仲間の屍を乗り越えて、勇者は遂に魔王の部屋へと突入する。しかし、そこで勇者を待ち構えていたものとは……。

「みんな、頑張れ! 魔王の所までもう少しだ!!」


勇者が叫ぶ。


ここは魔王城内、魔王の部屋の前にある広間である。勇者と仲間たちは今、この場を守る強大な副魔王と戦っている。魔王討伐の旅路において最強最悪の難敵だ。


数々の困難を乗り越えてきた彼らであったが、さすがにこれまでのように行きはしない。
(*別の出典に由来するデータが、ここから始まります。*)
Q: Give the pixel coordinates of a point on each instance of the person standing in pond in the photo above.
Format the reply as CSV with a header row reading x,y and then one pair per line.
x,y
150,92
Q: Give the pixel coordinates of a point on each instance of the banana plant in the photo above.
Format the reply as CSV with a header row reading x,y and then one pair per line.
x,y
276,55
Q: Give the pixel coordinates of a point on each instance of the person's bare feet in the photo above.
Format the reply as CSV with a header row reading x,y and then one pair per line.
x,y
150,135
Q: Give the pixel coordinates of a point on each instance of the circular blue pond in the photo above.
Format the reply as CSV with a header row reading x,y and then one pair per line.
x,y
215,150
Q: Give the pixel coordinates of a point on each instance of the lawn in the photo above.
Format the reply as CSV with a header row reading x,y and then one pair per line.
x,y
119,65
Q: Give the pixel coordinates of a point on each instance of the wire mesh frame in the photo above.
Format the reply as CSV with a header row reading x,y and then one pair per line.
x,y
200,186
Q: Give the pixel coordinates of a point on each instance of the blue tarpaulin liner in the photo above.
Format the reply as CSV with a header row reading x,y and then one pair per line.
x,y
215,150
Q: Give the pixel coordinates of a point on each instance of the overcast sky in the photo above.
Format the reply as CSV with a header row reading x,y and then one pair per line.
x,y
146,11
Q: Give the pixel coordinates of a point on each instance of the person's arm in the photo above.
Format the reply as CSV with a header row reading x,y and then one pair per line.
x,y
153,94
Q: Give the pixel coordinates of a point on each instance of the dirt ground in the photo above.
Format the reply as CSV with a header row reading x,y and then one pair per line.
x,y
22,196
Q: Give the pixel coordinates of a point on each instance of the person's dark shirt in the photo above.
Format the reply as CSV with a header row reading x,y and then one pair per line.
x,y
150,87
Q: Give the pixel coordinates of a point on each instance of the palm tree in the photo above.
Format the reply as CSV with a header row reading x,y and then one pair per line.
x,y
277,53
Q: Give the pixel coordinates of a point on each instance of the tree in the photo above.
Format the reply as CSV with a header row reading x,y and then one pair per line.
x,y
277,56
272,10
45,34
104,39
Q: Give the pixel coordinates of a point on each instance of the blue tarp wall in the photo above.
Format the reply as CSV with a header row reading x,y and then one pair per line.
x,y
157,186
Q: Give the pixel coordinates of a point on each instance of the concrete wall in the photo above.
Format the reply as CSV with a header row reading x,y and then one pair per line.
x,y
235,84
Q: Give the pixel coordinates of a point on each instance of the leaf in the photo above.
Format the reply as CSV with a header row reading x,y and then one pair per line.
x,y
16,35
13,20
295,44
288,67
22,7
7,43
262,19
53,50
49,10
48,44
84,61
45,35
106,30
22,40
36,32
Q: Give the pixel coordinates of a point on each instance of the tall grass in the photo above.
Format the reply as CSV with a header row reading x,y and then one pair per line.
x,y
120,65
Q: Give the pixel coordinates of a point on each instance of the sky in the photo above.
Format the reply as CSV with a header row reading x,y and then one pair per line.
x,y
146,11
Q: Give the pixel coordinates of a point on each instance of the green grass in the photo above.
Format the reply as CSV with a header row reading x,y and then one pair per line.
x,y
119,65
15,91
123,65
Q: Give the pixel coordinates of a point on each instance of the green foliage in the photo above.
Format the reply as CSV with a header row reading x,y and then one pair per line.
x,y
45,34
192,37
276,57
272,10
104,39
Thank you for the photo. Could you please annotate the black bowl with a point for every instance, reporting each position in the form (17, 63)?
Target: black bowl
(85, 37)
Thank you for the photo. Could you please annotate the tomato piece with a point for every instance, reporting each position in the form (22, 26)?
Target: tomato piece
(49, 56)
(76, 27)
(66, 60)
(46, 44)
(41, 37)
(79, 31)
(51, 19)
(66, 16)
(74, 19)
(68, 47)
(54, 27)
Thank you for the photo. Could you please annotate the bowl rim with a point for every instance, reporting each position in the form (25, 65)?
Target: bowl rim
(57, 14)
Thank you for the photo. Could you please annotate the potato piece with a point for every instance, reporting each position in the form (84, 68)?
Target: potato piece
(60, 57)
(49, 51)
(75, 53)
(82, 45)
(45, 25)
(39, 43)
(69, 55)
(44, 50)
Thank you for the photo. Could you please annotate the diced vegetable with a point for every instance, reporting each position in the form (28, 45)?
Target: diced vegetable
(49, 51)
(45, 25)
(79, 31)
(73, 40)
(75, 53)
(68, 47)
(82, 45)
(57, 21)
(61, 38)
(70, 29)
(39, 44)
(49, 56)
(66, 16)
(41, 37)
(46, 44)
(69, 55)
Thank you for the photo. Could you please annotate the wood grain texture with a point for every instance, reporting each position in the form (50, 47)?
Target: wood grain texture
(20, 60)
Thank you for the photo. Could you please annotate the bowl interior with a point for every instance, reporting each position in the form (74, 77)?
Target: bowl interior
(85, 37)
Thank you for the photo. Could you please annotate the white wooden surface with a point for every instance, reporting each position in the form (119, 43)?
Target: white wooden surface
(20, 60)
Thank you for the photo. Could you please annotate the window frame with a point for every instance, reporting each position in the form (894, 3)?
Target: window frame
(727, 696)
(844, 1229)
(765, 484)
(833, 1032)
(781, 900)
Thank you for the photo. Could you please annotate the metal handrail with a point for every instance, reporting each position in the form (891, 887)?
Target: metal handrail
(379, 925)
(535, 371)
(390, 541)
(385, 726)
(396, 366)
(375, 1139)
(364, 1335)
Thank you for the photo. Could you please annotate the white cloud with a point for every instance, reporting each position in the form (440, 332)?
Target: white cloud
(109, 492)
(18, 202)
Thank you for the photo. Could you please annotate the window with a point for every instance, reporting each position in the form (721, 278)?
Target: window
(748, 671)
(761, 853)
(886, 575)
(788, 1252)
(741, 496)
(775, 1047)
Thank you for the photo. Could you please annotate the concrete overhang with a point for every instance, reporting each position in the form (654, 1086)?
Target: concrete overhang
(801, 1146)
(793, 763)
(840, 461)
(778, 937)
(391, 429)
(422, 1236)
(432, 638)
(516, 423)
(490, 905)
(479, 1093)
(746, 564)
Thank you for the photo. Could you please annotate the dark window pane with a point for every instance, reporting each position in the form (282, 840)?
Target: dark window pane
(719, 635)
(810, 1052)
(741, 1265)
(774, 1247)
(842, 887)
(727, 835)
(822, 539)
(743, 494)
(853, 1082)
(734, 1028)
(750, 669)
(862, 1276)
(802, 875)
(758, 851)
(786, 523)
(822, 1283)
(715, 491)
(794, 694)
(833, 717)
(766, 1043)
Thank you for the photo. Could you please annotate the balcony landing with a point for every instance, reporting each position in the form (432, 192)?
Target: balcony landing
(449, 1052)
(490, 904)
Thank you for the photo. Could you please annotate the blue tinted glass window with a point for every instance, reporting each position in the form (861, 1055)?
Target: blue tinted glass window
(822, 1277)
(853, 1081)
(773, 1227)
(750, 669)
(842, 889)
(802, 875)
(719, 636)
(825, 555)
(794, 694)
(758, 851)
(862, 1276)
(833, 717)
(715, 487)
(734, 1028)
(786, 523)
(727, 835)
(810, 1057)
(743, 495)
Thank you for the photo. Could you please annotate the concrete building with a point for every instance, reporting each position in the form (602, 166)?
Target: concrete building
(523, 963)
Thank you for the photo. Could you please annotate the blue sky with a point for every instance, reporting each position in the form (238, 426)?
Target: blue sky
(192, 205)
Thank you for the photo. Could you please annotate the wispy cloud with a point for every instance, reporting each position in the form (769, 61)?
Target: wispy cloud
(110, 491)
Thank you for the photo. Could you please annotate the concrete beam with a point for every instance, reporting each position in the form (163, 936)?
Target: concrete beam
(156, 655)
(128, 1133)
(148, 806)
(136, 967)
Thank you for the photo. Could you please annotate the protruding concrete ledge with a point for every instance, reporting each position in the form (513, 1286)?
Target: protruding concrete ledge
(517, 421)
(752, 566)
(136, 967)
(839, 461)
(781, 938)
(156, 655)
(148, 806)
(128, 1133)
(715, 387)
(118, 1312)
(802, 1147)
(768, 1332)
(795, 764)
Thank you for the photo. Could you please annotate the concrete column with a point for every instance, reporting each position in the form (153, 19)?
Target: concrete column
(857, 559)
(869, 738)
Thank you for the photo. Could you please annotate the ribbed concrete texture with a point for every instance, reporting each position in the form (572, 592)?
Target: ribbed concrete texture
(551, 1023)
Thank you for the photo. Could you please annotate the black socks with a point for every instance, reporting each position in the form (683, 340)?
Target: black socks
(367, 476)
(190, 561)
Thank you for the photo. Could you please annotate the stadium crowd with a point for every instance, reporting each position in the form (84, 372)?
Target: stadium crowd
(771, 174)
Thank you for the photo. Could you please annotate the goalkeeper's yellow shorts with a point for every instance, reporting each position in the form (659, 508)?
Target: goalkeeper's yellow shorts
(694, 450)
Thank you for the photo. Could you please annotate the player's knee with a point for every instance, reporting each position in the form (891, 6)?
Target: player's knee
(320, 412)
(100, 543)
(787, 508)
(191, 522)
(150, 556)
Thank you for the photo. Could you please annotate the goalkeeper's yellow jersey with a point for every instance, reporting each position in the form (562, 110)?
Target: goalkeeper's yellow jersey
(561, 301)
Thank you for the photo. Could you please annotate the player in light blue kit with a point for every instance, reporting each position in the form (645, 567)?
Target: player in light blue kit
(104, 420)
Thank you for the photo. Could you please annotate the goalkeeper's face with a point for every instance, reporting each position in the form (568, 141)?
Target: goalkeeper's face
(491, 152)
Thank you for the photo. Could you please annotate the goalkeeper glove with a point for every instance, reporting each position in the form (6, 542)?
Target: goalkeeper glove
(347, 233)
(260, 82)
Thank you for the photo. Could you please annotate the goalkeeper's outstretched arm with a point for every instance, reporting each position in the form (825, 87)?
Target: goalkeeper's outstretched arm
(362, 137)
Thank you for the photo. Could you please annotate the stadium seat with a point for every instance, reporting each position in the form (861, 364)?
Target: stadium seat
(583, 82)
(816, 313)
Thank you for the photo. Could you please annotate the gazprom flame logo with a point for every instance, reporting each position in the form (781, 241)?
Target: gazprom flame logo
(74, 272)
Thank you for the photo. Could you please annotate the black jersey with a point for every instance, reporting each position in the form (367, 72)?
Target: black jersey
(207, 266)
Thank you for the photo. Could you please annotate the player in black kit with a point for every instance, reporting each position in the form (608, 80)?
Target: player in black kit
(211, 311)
だがもちろん、諦めるという選択肢もありはしなかった。


一進一退の攻防の末、勇者の仲間たちは最後の手段に打って出る。僧侶、魔法使い、戦士、闘士が、それぞれ副魔王の手足を必死の思いで拘束した。そしてこの怪物の急所である胸の中心を、勇者最大の奥義で貫く事を彼に懇願した。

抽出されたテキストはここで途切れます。